According to Shanghai Securities News, the Shandong Hi-Speed Group issued the “Shandong Hi-Speed Group Co., Ltd. 2024 Public Offering to Institutional Investors of Science and Technology Innovation Renewable Corporate Bonds (First Phase)” and listed the bond on the Shanghai Stock Exchange.
First Tech Innovation Bond Raised in Digital Yuan
With the $350 million (¥2.5 billion) funds raised in China’s central bank digital currency (CBDC), the bond sets a precedent for future financial products and a new record for its low coupon rate of 2.94% with the 3+N years term in Shandong province.
This science and technology innovation bond has CITIC Securities as the lead underwriter and GF Securities, Dongxing Securities, Orient Investment Bank, and Huatai United Securities as joint lead underwriters.
To publicize the comprehensive adoption of digital yuan, some of the Shandong Hi-Speed Group’s affiliated toll stations have been upgraded to accept digital yuan payments.
The issuance of the bond marks the Group’s elevated move to promote China’s CBDC.
Shandong Hi-Speed Group is a Chinese state-owned capital investment company in the domestic expressway field and a Fortune Global 500 enterprise.

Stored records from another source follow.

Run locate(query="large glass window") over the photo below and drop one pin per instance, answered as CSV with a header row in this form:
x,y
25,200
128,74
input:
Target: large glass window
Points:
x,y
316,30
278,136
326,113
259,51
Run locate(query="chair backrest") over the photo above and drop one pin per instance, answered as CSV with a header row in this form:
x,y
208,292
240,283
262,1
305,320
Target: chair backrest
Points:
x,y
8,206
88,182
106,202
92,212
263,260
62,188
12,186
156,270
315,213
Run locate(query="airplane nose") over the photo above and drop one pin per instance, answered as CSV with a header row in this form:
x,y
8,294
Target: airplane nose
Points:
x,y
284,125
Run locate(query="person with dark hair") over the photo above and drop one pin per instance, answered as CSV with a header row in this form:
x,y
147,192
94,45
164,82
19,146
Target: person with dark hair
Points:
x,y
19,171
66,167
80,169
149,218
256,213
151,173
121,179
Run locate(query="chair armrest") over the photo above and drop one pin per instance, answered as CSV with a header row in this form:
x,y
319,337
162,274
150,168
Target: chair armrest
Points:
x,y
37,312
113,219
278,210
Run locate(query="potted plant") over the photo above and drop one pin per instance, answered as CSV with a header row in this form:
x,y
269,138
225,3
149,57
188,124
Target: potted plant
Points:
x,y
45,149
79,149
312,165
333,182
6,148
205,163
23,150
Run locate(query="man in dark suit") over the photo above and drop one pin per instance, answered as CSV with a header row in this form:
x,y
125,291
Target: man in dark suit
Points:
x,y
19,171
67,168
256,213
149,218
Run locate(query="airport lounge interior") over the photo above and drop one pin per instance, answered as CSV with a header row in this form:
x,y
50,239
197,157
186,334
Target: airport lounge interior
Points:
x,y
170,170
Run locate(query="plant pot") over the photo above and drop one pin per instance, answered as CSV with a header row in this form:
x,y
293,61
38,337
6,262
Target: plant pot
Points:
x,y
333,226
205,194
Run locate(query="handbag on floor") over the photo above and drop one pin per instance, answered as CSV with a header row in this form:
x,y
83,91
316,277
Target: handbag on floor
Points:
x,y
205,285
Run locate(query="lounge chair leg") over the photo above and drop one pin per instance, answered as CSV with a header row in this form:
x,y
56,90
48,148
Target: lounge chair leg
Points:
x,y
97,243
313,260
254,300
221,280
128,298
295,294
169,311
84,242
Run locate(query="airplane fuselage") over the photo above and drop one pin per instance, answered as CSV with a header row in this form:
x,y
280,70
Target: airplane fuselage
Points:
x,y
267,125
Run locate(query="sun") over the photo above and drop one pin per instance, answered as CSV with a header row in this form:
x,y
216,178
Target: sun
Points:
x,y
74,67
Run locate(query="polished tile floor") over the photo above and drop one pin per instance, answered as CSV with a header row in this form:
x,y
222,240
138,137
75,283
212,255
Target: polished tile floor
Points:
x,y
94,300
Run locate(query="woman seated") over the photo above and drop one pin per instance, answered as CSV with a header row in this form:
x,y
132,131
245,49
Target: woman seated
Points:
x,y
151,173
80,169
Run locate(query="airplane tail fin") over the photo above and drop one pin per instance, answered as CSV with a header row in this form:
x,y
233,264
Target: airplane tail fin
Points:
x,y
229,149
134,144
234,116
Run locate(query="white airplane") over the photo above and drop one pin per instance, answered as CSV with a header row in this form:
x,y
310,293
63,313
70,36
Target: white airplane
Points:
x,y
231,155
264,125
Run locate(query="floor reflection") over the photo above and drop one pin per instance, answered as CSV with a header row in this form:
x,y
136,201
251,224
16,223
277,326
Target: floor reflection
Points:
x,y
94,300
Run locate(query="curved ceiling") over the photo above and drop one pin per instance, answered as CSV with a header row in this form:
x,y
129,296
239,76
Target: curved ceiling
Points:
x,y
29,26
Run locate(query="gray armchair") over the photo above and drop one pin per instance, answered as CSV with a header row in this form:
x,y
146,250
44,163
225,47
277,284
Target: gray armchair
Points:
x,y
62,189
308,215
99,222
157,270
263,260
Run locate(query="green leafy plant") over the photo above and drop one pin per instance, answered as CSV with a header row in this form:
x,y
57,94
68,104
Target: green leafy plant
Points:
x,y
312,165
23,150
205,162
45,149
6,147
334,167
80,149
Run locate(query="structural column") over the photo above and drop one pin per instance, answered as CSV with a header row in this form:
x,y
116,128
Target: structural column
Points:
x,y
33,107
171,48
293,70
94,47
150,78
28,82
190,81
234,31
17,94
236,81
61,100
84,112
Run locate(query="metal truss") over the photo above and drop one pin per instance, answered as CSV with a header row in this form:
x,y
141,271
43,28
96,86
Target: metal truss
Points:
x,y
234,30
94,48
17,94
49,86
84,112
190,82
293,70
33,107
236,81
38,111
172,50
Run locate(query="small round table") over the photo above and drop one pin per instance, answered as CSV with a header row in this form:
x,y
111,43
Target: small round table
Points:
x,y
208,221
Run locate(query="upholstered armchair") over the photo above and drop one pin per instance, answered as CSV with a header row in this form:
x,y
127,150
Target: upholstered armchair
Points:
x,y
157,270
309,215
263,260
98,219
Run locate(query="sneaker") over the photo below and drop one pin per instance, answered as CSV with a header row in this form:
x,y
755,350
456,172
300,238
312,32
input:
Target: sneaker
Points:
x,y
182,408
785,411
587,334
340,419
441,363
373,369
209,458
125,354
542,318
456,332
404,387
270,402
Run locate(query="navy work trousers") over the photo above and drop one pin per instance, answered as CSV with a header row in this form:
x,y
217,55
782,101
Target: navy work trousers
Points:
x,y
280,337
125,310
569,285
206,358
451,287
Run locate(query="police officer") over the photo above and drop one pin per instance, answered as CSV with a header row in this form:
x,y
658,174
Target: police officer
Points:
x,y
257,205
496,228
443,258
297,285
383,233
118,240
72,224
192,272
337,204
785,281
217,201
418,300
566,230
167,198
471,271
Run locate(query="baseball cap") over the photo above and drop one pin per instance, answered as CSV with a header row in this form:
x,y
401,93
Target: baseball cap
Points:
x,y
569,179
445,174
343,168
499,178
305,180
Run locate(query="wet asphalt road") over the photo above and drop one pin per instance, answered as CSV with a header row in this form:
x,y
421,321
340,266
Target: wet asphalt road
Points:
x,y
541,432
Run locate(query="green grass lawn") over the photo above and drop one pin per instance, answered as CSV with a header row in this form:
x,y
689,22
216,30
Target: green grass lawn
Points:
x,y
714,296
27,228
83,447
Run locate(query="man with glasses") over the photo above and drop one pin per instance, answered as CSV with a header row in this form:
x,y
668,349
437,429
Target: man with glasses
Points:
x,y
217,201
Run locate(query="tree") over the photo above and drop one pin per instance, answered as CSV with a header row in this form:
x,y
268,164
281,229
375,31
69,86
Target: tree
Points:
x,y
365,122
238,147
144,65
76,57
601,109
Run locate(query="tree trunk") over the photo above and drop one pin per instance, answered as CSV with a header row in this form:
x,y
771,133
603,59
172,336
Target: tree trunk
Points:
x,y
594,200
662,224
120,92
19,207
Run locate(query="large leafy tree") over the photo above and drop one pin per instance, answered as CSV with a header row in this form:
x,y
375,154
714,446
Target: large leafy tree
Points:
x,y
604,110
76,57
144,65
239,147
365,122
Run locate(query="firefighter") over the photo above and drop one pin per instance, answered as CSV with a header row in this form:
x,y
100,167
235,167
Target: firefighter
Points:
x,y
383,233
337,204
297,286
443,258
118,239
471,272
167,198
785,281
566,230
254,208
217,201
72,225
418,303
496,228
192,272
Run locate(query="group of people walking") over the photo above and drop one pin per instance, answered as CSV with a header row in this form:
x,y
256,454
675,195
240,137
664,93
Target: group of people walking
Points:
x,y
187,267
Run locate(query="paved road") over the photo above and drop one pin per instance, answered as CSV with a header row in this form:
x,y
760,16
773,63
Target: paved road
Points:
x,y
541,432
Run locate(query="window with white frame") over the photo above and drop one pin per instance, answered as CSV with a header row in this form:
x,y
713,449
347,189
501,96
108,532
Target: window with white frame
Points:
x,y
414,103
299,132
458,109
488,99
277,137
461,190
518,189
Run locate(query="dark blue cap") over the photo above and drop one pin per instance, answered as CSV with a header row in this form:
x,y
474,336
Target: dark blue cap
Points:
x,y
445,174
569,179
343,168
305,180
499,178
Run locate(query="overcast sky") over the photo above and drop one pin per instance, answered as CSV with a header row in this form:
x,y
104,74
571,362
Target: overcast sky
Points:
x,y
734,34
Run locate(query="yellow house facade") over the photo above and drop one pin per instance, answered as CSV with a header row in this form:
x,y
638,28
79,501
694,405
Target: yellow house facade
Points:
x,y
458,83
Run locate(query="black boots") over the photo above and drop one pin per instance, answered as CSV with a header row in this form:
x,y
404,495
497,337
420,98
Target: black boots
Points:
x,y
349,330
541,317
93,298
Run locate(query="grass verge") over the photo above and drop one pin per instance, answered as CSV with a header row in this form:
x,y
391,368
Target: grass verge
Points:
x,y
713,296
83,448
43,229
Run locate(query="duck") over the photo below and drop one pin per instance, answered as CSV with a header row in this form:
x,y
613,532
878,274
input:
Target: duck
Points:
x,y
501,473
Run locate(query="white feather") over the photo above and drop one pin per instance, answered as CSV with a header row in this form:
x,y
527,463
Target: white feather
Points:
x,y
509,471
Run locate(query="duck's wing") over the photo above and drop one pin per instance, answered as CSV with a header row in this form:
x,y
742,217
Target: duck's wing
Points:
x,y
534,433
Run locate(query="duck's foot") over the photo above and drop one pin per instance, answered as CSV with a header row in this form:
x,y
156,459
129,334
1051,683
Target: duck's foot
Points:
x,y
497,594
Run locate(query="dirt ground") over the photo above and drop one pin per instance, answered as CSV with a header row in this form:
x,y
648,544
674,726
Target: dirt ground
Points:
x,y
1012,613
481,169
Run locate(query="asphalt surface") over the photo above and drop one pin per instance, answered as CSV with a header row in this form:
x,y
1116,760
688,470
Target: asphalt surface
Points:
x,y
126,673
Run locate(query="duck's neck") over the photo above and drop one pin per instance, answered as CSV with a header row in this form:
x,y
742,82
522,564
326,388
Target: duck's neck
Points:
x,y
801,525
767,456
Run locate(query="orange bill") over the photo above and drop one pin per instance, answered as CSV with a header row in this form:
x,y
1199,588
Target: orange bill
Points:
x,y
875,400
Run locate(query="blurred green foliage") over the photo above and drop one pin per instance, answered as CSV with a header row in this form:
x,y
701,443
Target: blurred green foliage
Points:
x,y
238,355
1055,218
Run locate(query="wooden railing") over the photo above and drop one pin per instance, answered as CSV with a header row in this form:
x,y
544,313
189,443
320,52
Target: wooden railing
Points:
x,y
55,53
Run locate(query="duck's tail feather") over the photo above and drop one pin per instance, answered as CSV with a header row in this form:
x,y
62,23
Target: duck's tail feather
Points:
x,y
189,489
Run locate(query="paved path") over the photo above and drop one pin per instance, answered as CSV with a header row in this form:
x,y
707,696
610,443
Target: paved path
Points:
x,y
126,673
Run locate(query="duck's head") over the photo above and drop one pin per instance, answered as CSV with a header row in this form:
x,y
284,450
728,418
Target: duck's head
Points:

It operates and manages 8,745 kilometers of expressways and owns six listed companies at home and abroad.
China Continues to Promote Its CBDC
Chinese authorities have been actively promoting the country’s digital currency.
China State Council’s General Office previously announced a comprehensive reform initiative for Shanghai’s Pudong New Area, including a significant focus on the pilot use of digital yuan in various sectors.
A central feature of the plan was to incorporate e-CNY into trade settlement, e-commerce payments, carbon trading, and green power trading. The initiative aimed to normalize and broaden the range of applications for the digital yuan, especially in the context of fiscal fund usage.
In addition, Beijing Municipal Committee Member and Hong Kong Professionals Association President Fung Kwok-yau suggested that the city should accelerate the progress of Beijing’s “Digital Yuan Adoption Demonstration Zone.”
“To increase the citywide promotion of digital yuan applications, a regular promotion mechanism needs to be established,” said Fung.
“At the same time, measures to encourage consumers to use digital yuan should be implemented, such as using electronic consumption coupons.”